Good, sensible gun advocates like to remind me that no gun law will prevent gun violence. Of course. No piece of paper will keep a bad guy from having a gun. Of course. What the piece of paper does accomplish is to give police the authorization to seize a weapon and even arrest a person. Without the “piece of paper” the police have to stand by until a crime has been committed or is about to happen. There is a case in point.

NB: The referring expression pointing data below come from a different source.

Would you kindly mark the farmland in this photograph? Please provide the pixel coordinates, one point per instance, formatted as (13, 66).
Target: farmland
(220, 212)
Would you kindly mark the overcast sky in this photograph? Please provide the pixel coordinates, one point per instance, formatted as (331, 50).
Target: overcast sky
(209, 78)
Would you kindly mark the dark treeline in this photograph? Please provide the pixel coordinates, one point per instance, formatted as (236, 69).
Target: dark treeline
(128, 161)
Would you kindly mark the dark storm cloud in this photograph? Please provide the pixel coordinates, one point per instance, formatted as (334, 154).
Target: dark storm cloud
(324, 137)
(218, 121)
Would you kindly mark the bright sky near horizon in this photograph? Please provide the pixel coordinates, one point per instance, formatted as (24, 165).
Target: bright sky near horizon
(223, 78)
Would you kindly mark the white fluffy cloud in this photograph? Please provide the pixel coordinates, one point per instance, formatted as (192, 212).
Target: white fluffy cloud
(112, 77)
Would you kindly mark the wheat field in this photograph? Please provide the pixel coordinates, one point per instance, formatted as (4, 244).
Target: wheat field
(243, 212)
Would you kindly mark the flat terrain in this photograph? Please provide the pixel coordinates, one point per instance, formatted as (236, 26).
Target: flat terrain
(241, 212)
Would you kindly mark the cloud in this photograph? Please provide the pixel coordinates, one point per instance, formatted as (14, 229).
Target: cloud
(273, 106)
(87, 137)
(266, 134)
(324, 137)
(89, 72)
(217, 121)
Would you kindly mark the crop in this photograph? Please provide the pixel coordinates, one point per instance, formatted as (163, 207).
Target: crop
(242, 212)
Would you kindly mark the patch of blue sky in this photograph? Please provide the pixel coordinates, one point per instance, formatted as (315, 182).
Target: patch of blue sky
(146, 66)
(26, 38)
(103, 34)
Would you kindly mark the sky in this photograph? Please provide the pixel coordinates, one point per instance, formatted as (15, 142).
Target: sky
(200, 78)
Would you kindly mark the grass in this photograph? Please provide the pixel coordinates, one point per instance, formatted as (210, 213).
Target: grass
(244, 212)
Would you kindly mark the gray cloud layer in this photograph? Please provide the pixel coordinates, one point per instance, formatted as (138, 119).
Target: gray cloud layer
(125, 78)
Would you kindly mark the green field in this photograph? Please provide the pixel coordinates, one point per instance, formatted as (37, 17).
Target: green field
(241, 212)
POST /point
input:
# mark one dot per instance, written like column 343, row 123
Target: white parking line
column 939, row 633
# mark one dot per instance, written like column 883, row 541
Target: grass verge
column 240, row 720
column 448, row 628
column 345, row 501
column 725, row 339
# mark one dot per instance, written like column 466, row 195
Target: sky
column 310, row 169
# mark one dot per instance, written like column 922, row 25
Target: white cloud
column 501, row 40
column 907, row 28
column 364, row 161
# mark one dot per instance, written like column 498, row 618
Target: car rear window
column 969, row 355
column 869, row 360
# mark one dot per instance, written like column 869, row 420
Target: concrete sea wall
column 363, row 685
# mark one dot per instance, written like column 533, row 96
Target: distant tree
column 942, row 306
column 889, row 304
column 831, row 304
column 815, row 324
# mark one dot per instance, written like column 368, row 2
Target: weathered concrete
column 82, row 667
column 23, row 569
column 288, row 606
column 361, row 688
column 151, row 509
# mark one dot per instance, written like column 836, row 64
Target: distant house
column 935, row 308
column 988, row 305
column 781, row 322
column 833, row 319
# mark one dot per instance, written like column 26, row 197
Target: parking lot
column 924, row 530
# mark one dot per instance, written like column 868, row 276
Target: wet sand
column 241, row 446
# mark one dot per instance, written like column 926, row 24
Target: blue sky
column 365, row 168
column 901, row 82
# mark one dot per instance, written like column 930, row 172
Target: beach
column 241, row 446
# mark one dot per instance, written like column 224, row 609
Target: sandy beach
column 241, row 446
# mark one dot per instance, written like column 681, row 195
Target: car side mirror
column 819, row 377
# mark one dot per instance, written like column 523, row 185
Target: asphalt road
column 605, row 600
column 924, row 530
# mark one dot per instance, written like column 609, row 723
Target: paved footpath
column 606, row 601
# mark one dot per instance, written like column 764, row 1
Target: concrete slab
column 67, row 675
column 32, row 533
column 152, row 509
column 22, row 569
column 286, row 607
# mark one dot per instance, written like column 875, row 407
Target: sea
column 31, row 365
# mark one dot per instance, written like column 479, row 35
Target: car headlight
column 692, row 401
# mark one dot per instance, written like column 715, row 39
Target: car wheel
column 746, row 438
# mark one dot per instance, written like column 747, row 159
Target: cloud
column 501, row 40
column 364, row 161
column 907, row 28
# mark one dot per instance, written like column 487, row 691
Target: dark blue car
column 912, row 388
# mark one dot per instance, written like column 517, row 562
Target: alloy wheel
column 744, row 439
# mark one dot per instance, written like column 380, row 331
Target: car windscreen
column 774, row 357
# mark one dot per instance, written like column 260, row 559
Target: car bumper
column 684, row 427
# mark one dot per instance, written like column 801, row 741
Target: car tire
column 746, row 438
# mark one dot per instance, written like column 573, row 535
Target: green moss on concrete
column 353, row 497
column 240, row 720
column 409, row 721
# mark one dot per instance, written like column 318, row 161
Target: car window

This is from news reports. People reported a man on the street carrying a gun. Police did not respond. Without probable cause the police could not stop the man and interfere with his going about his business. After the man killed two people the police were able to respond. Here is a case:

Case study: the Neenah stop. Recently in Neenah, WI, a woman called the police to report a man with a gun strapped to his back walking down the street. The call was placed to the non-emergency police number and the caller didn’t report that the man was doing anything threatening, but she did suggest that the police check on the situation. As a result, an officer stopped the man and his companion. The officer engaged in a protracted dialogue with the man, at one point telling the man that he would be shot in the head if he made any furtive movements. Other officers also responded, and at least one drew her weapon. The man who was stopped remained calm throughout the interaction and was eventually permitted to depart. The full 18-minute video of the stop is here. A local news article about the stop is here. It has generated quite a bit of controversy. Were the officer’s actions lawful and justified by public safety concerns? Or was it an unjustified response to lawful open carry? This post breaks down the legal issues.

Here is another:

As I first reported late Monday, questions are hanging over how the Colorado Springs Police Department handled a 911 call on Saturday morning, when a resident saw a man carrying a rifle on her residential block prior to a deadly gun rampage. The caller, Naomi Bettis, was alarmed about 33-year-old Noah Harpham—who soon went on to shoot three people to death in the area before being killed by police. But when Bettis made the 911 call, her first of two, the police dispatcher apparently reacted without urgency, telling Bettis about Colorado’s law allowing firearms to be carried openly in public. Bettis hung up, and when she called back it was because the killing was underway.

Yes, I’m thinking we’ve had about enough of this business. It’s time to get real.